Города и годы - страница 4



– Хлеб у меня есть, – сказал Старцов, – белый хлеб, семидольский.

– Почем там мука?

– Вот письмо, – сказал Старцов.

Читая, Сергей Львович подергивал носом, и пенсне медленно наклонялось верхней своей частью к бумаге. Сергей Львович все выше и выше задирал голову, и лицо его становилось уже и надменней.

– Женился! – воскликнул он, ударив пальцами по письму. – Женился, на актрисе женился! Воображаю!

Он поправил песне и разыскал глазами строчку, на которой остановился. Потом вложил письмо в книгу, облокотился на стол и заглянул в глаза гостя.

– Ну конечно. Вот как теперь, детки-то. Прежде так купцы писали: честь имеем сообщить, что в наш торговый дом на равных правах вошел Иван Иваныч Сидоров. Просим заметить себе его подпись. А тут и того нет: сообщаю, что вашу фамилию будет носить певичка. Даже имени нет – Дарья, Марья, Аграфена? Черт ее знает!

– Ее зовут Клавдией… по отчеству… забыл, – сказал Старцов.

– А по фамилии? Какая-нибудь Культяпкина, по сцене – Раздор-Запольская, энженю-драматик на ролях без слов и движений… Впрочем, не все ли равно? Не все ли равно, спрашиваю я, а?

– Почему же?

– А потому, что теперь все полетело к черту в пузо. Все! Мы теперь с вами – кашица в утробе какого-то дьявола. Обрабатывает нас желудочный сок, потом поползем мы по кишкам, по двенадцатиперстной, по тонким, толстым, по прямой. Вот что мы такое.

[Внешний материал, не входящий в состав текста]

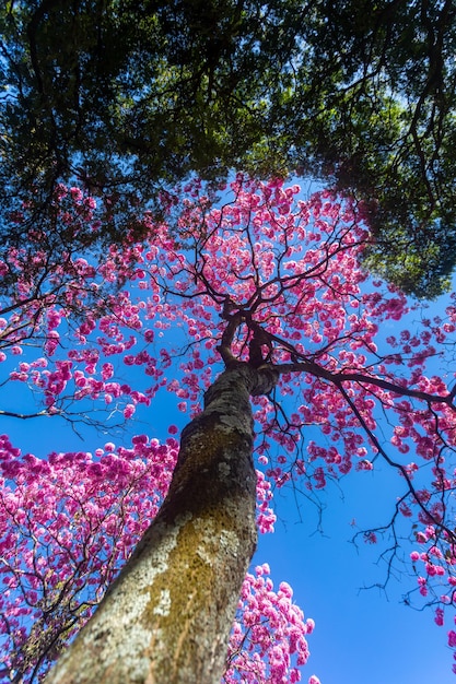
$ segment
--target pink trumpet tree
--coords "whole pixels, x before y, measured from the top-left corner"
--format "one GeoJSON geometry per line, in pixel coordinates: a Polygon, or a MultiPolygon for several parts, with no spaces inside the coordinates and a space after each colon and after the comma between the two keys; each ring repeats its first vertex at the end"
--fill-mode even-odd
{"type": "MultiPolygon", "coordinates": [[[[238,175],[214,204],[196,181],[101,263],[69,251],[46,270],[19,248],[0,263],[17,281],[0,319],[7,387],[40,402],[1,413],[127,426],[148,406],[153,422],[167,390],[191,418],[180,446],[174,423],[162,443],[47,458],[1,437],[2,682],[38,681],[57,658],[54,684],[300,681],[313,622],[267,566],[246,575],[255,528],[273,529],[273,487],[317,495],[378,461],[398,474],[388,527],[398,542],[410,524],[419,594],[439,624],[454,609],[455,375],[433,368],[456,306],[386,339],[409,305],[360,266],[363,207],[299,193],[238,175]]],[[[79,190],[55,204],[67,229],[101,229],[79,190]]]]}

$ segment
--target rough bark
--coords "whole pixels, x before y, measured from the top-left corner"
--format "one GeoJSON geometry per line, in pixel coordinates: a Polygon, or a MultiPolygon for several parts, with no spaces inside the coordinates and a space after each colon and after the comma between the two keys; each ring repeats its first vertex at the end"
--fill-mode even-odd
{"type": "Polygon", "coordinates": [[[47,684],[215,684],[256,546],[250,394],[274,375],[237,363],[183,431],[168,495],[47,684]]]}

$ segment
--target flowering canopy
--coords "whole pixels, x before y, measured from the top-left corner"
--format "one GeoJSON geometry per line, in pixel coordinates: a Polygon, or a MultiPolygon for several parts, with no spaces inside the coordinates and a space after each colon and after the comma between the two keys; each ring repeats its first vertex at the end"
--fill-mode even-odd
{"type": "MultiPolygon", "coordinates": [[[[443,624],[456,585],[455,391],[454,374],[437,377],[432,366],[435,357],[443,364],[456,306],[446,321],[422,319],[418,332],[385,339],[379,327],[396,328],[410,309],[359,267],[370,239],[363,207],[299,193],[238,175],[214,204],[196,181],[163,196],[163,221],[144,213],[145,241],[127,235],[100,263],[69,251],[49,271],[39,249],[33,262],[11,249],[0,262],[20,283],[0,319],[8,384],[30,387],[40,402],[26,415],[82,429],[128,424],[166,390],[195,415],[223,364],[269,365],[277,389],[253,399],[260,531],[273,529],[273,486],[301,479],[316,495],[330,477],[386,461],[400,486],[390,530],[412,523],[418,589],[443,624]]],[[[78,189],[60,187],[55,204],[67,229],[80,221],[101,229],[94,200],[78,189]]],[[[42,237],[28,235],[36,245],[42,237]]],[[[24,417],[13,406],[0,413],[24,417]]],[[[3,681],[45,672],[101,600],[163,500],[177,432],[171,424],[162,444],[137,435],[130,447],[46,459],[1,437],[3,681]]],[[[313,623],[290,587],[273,591],[267,575],[261,566],[245,580],[226,683],[300,680],[313,623]]],[[[448,638],[455,646],[456,634],[448,638]]]]}

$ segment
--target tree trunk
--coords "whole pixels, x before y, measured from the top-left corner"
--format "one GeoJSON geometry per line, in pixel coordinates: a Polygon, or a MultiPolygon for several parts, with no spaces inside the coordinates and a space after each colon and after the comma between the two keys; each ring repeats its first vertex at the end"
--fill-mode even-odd
{"type": "Polygon", "coordinates": [[[256,546],[249,396],[274,374],[236,363],[182,434],[168,495],[46,684],[215,684],[256,546]]]}

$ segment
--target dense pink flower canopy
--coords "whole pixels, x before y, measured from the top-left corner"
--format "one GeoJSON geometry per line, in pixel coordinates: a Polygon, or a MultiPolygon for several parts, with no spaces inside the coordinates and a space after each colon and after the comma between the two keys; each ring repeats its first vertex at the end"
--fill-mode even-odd
{"type": "MultiPolygon", "coordinates": [[[[0,276],[17,282],[3,302],[0,367],[31,390],[30,414],[79,429],[103,414],[107,426],[135,426],[141,406],[152,411],[166,391],[195,415],[223,369],[226,340],[250,362],[256,340],[280,373],[274,396],[254,398],[259,530],[273,530],[273,487],[301,481],[317,495],[328,479],[362,477],[386,461],[401,483],[393,533],[410,524],[417,589],[443,624],[456,586],[454,373],[433,368],[436,358],[444,368],[456,306],[446,320],[400,331],[406,297],[360,266],[370,239],[363,208],[330,192],[300,197],[297,186],[238,175],[214,202],[195,181],[163,196],[160,220],[139,216],[145,240],[132,231],[101,262],[69,249],[50,267],[43,235],[28,228],[34,260],[11,248],[0,261],[0,276]]],[[[81,222],[103,229],[96,201],[77,188],[59,188],[55,211],[67,233],[81,222]]],[[[0,437],[1,681],[46,672],[101,600],[166,494],[177,422],[162,443],[137,434],[128,445],[46,458],[0,437]]],[[[226,684],[301,679],[313,622],[268,575],[258,566],[246,577],[226,684]]],[[[456,646],[455,632],[448,639],[456,646]]]]}

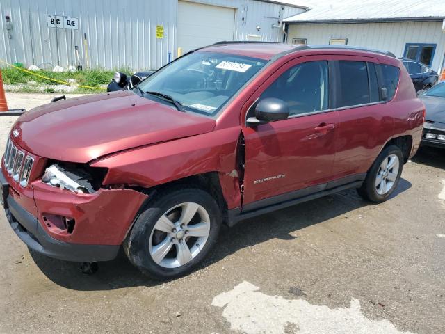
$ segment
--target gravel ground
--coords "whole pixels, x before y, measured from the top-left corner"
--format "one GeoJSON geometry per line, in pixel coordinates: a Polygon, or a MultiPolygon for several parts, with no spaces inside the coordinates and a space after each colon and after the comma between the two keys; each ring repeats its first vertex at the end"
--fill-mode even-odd
{"type": "MultiPolygon", "coordinates": [[[[10,107],[51,100],[31,95],[10,107]]],[[[0,332],[442,334],[444,168],[423,149],[385,203],[350,190],[222,229],[200,270],[167,283],[122,255],[85,276],[30,253],[1,212],[0,332]]]]}

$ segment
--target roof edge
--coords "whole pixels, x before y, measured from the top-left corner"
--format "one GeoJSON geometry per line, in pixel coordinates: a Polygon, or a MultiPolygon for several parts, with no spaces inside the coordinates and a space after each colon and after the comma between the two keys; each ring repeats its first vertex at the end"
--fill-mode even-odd
{"type": "Polygon", "coordinates": [[[307,7],[307,6],[303,6],[303,5],[293,5],[291,3],[287,3],[286,2],[282,2],[280,0],[277,0],[276,1],[270,1],[270,0],[255,0],[257,1],[261,1],[261,2],[268,2],[269,3],[275,3],[277,5],[282,5],[282,6],[287,6],[288,7],[293,7],[295,8],[301,8],[301,9],[306,9],[306,10],[309,10],[309,9],[312,9],[312,7],[307,7]]]}
{"type": "Polygon", "coordinates": [[[391,22],[440,22],[445,19],[445,17],[382,17],[375,19],[307,19],[307,20],[288,20],[284,22],[291,24],[323,24],[341,23],[391,23],[391,22]]]}

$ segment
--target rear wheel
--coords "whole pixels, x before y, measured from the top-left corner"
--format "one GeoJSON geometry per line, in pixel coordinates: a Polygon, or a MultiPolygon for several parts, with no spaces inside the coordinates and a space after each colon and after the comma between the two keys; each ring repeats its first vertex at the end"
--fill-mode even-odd
{"type": "Polygon", "coordinates": [[[385,201],[397,187],[403,168],[403,154],[398,146],[385,148],[371,166],[362,186],[357,190],[365,200],[385,201]]]}
{"type": "Polygon", "coordinates": [[[130,261],[157,279],[184,275],[206,257],[220,225],[219,208],[206,191],[159,193],[137,218],[124,244],[130,261]]]}

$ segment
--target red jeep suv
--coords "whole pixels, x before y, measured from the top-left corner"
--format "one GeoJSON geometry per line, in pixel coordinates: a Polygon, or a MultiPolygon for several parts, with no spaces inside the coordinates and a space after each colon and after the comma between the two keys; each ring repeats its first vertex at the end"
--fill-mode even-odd
{"type": "Polygon", "coordinates": [[[424,108],[392,54],[222,42],[130,90],[22,116],[2,159],[1,200],[28,246],[189,272],[221,224],[348,188],[388,198],[419,147],[424,108]]]}

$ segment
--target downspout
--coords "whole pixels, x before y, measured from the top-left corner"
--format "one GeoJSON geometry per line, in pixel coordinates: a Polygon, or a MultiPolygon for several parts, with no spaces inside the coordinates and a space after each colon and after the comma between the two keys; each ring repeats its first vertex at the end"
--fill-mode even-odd
{"type": "Polygon", "coordinates": [[[287,43],[287,29],[289,26],[286,25],[286,22],[283,22],[283,42],[287,43]]]}

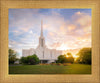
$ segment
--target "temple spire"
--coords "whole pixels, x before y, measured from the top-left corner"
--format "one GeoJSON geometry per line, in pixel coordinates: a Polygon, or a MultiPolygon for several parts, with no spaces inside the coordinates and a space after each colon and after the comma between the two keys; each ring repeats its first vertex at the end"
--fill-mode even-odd
{"type": "Polygon", "coordinates": [[[43,37],[43,20],[41,20],[41,36],[43,37]]]}

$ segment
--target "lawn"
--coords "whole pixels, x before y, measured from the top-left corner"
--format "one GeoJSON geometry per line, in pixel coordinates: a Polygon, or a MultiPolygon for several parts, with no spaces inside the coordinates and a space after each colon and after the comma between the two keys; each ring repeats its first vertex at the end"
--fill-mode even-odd
{"type": "Polygon", "coordinates": [[[91,74],[91,65],[17,65],[9,66],[9,74],[91,74]]]}

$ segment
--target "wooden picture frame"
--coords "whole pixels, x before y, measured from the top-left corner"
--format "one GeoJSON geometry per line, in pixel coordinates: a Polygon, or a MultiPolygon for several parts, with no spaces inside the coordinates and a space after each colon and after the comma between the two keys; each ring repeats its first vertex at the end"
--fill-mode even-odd
{"type": "Polygon", "coordinates": [[[0,81],[1,83],[99,83],[100,82],[100,1],[99,0],[1,0],[0,1],[0,81]],[[9,8],[91,8],[92,9],[92,74],[13,74],[8,66],[9,8]]]}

Сергей Львович вынул из кармана коробочку с сахарином, подцепил на ложку беленькую таблетку, бросил ее в свой стакан. На мгновенье остался неподвижным. Потом протянул коробочку Старцову.

– Благодарю вас, привык без сладкого.

Сергей Львович аккуратно закрыл коробочку и неожиданно, по-детски скоро, прослезился:

– Вы говорите, почему все равно? Ну что Алексею до меня за дело? Хорошо еще, что уведомил. А то прислал бы в одно прекрасное утро четверых сопляков с записочкой: посылаю вам, дорогой папочка, ваших внучат на попечение, сам еду в путешествие. Вы думаете, в летчики он пошел по-другому? Явился как-то, говорит: «Прощайте, еду на фронт, может, голову сверну, не увидимся». – «Как голову свернешь, когда ты мичман российской службы?» – «Эк, отвечает, спохватились! Я уж полгода, как на гидроплане летаю, а теперь на фронт инструктором назначен». Что остается отцу делать? Благословил. А как прикажете сейчас поступить? Благословить его с Культяпкиной, Раздор-Запольской! Все равно наплюет – что благословляй, что нет. Это еще счастье, поверьте мне, счастье. Другой у меня сын есть, младший…

Сергей Львович вдруг встал, поднял руку и прокричал куда-то в угол:

– Отрекаюсь! Перед богом и перед людьми отрекаюсь! Нет второго сына! Был, но умер, превратился в тлен, в прах, исчез, погиб, погиб…

Он рухнул в кресло, ударился головой о край стола, всхлипнул, опять ударился головой, задергался:

– Погиб Левочка, погиб!.. Подлец несчастный, подлец!.. Пропал совсем!..

Старцов привстал, шевельнул губами, сел, снова поднялся. Но Сергей Львович встряхнул головой и вдруг спокойно:

– Недостоин, негодяй, упоминания, не то что слез. Вот почему говорю я, что все теперь полетело к черту. Дети стали предателями, и отцы почерствели. Без сожаления, без слез, без сердца, черствы и холодны, вот как эта плита. Да, вам, постороннему человеку, я со спокойной душой, как рапорт пишут по начальству, как доктор больную руку отнимает, говорю: мой сын Лев – вор! Не как-нибудь иносказательно, а просто по-настоящему – вор. Отца обворовал, тетку обворовал, знакомых обворовал. Вчера из уголовного розыска приходили искать бывшего дворянского сына Льва Щепова, попавшегося в краже. Часы украл, три костюма, белье, шубу енотовую, ложки серебряные. Я три замка к двери приделал: каждый день покража. Засаду устроил, в шкафу у меня сыщик сидел, когда я на службу уходил. Три дня сидел. А потом мне ухмыляется: товарищ Щепов, простите, говорит, но тут – свой. Я тогда Льву пощечину дал и выгнал. Он пошел к тетке ночевать и обокрал ее. Это я вам говорю, постороннему человеку. У меня сына Льва нет. Отболел, как парш. Вместе с людьми отболел, люди для меня теперь – воры, предатели, сволочь!